E também revelou que outra das alterações legislativas pensadas para travar o fenómeno pode passar por definir como prática criminosa a continuação deste tipo de actividades após um aviso formal de Londres.

“Abordámos as pessoas envolvidas e fomos claros com elas de que a nossa expectativa é a de que não continuem a fazer parte daquela organização [ELP]”, disse Heappey à Sky News.

“A China é um competidor que está a ameaçar os interesses do Reino Unido em muitos lugares do mundo. É também um importante parceiro comercial, mas as suas tentativas de obter acesso aos nossos segredos são conhecidas, pelo que o recrutamento dos nossos pilotos para aprenderem mais sobre as capacidades da nossa Força Área são uma fonte de preocupação para nós e para a divisão de espionagem do Ministério da Defesa”, acrescentou.

Noutras declarações, à BBC e à LBC, Heappey insistiu que “trabalhar para uma potência estrangeira e, particularmente, para uma que desafia tão profundamente os interesses do Reino Unido” não “coincide” com o seu “entendimento sobre aquilo que é o serviço à nação, mesmo na reforma”.

“Caça-talentos”

A notícia sobre os cerca de 30 antigos pilotos da RAF recrutados pelo ELP foi avançada esta terça-feira pela BBC, citando fontes do Exército britânico e “militares ocidentais” que dão pormenores sobre o fenómeno, identificado pela primeira vez pelos serviços secretos em 2019.

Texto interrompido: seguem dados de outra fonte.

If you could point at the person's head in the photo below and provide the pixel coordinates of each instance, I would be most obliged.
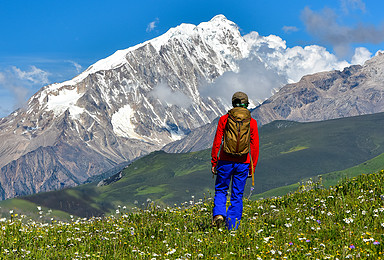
(240, 99)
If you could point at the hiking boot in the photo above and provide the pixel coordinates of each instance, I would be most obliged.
(217, 220)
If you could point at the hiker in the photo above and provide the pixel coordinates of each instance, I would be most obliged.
(238, 137)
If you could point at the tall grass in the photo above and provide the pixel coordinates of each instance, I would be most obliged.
(343, 222)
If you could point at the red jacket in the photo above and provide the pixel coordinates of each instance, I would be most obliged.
(227, 157)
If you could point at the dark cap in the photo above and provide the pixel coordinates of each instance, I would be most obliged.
(240, 96)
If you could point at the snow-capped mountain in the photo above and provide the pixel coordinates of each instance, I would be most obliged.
(356, 90)
(136, 101)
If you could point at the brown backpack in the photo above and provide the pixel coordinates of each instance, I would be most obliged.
(237, 133)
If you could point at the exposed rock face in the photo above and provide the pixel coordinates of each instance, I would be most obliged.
(357, 90)
(120, 108)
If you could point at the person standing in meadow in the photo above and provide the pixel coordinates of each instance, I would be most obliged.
(237, 139)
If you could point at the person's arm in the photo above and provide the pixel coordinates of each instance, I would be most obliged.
(217, 141)
(254, 142)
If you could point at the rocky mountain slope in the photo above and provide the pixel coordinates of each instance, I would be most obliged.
(134, 102)
(356, 90)
(120, 108)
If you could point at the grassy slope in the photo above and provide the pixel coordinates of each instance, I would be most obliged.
(330, 179)
(290, 152)
(343, 222)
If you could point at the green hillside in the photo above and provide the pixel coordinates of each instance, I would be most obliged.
(343, 222)
(329, 179)
(290, 152)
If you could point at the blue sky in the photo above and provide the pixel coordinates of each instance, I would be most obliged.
(43, 42)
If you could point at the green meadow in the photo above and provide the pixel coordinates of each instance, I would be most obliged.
(345, 221)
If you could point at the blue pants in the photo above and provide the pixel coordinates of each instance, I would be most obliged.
(226, 171)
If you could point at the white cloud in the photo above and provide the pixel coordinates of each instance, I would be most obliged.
(348, 5)
(270, 66)
(361, 55)
(171, 97)
(77, 66)
(290, 29)
(34, 75)
(19, 84)
(325, 26)
(152, 25)
(253, 78)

Segundo estas fontes, parte do processo de recrutamento chinês tem sido feito através de “caça-talentos intermediários”, como uma academia específica de formação de pilotos na África do Sul.

Procuram “pilotos com grande experiência”, na casa dos 50 anos de idade, habituados a operar com “caças e helicópteros” dos modelos Typhoon, Jaguar, Harrier e Tornado, para que ajudem a “desenvolver tácticas e capacidades militares da Força Aérea chinesa” e auxiliem “o ELP a compreender melhor a forma como os aviões e os pilotos ocidentais operam”.

Em troca, refere um “militar ocidental”, os pilotos recebem quantias avultadas, as mais elevadas na ordem dos 270 mil dólares (mais de 274 mil euros).

Até ao momento, os casos de antigos pilotos recrutados pelo Exército chinês eram tratados individualmente. Mas o “aumento significativo” das tentativas de aliciamento pós-pandemia forçou a chefia das Forças Armadas e o Governo britânico a assumirem que têm de tratar esta nova realidade como um fenómeno enquadrado nos “novos desafios de segurança global”.